O juiz pode dar a largada disparando seu revólver, ante o qual se produza um som de largada (ao que chamaremos fundamental). Imaginemos que conforme fosse o som inicial os participantes se dispuseriam a correr, mas de tal modo que se adiantariam ou atrasariam sua velocidade até se encontrarem no lugar onde poderiam sintonizar uma freqüência determinada com seu fone de ouvido, pois situados a dois metros após ou ao lado desse local, isso os impediriam de captar sua sintonia.
Se além disso cada um dos corredores captasse uma sintonia com freqüências proporcionais, como um som harmônico diferente, e portanto girasse pela pista guardando certas distâncias relativas entre eles (a 3ª posição escuta uma sintonia 3 vezes maior que a freqüência do disparo; a 2ª posição o dobro, etc.), ou seja, certa ordem musical, nos pareceria confuso que estes corredores soubessem interpretar esta bela sinfonia conjuntamente.
Se além disso esta ordem dependesse do corredor, de seu tamanho, aspecto, e fosse inclusive diferente sua distribuição segundo fosse o tipo de som do disparo de largada, pensaríamos que haviam se ordenado assim de modo casual? Não, mais chegariam ao final de um modo harmônico se houvessem entrado em acordo previamente, ou seja, através de um plano predeterminado. Pensaríamos então que chegaram à meta de modo casual ou que nos falsificaram o resultado?
Em resumo: cremos seriamente que não há tal casualidade. Visto assim em seu conjunto o Sistema Solar seria portanto uma harmonia pictórica, de formas e tamanhos equilibrados, que deslizando-se com velocidades ou um ritmo proporcional, causa uma harmonia musical.

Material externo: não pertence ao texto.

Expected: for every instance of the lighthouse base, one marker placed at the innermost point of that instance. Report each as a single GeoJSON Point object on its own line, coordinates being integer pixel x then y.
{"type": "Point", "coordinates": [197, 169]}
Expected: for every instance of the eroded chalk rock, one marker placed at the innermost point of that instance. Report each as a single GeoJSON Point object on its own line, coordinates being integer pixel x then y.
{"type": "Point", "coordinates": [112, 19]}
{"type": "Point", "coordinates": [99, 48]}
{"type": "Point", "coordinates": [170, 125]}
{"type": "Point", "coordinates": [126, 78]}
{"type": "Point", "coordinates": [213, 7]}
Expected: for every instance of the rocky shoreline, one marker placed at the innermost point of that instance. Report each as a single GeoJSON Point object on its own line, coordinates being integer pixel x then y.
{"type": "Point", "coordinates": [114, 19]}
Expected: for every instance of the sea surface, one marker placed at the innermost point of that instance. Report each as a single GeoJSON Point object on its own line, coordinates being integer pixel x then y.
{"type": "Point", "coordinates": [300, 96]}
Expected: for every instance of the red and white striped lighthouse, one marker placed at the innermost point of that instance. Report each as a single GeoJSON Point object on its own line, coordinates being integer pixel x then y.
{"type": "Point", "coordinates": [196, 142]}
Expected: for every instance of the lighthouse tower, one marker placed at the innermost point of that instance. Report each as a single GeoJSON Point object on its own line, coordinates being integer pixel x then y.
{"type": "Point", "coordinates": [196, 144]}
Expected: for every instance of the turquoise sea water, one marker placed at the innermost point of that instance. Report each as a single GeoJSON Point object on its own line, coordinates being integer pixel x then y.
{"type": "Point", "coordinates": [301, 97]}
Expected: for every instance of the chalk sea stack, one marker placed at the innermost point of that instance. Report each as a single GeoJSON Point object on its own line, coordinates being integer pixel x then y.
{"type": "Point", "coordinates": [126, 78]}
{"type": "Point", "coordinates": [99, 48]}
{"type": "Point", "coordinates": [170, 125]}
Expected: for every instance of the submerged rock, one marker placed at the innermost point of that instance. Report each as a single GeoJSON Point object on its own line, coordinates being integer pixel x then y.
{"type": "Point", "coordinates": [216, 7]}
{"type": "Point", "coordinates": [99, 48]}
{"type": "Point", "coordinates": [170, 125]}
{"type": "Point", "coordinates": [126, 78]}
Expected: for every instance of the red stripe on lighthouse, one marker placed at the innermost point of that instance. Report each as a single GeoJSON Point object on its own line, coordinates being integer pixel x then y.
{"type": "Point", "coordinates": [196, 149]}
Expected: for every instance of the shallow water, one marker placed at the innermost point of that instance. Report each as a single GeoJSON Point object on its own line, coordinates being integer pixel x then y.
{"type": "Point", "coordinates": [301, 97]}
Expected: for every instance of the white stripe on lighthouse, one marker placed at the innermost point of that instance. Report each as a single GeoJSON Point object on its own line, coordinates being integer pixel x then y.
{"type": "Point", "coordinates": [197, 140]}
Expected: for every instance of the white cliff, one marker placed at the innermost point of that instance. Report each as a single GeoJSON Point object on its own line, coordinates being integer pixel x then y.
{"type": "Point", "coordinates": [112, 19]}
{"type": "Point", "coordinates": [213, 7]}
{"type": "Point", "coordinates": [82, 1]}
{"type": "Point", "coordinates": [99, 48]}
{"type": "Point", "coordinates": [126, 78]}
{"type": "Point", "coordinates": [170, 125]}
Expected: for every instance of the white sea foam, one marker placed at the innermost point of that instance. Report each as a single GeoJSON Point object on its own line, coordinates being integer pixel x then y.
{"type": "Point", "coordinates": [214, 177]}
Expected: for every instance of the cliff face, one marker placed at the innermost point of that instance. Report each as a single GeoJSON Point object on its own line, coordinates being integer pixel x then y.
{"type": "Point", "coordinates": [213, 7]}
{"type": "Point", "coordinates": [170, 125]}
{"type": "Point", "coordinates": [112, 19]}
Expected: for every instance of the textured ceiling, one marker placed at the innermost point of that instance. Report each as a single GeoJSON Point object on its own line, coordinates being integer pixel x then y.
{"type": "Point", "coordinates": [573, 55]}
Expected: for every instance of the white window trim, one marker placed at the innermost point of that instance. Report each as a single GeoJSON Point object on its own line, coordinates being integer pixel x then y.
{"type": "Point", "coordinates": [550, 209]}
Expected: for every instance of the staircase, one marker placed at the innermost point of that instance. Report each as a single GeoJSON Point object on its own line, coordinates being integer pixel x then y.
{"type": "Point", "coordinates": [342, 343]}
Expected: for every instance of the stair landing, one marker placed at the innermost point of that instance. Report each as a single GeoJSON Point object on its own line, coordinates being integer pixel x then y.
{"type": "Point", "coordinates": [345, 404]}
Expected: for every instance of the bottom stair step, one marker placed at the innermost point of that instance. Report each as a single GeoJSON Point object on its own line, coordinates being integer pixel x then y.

Mas, sobretudo, observa-se que o conjunto está desenhado sobre a base de proporções numéricas.
Há, portanto, em nosso pequeno cosmo uma simples e profunda beleza propiciada pelas medidas e proporções, que somente um homem mais simples e profundo, como foi o homem grego, seria capaz de conceber. Nossos tecnicismos atuais e o excesso de dados bloquearam a simples concepção que nos mostra por quê e para quê acontecem as coisas, além de saber descrevê-las.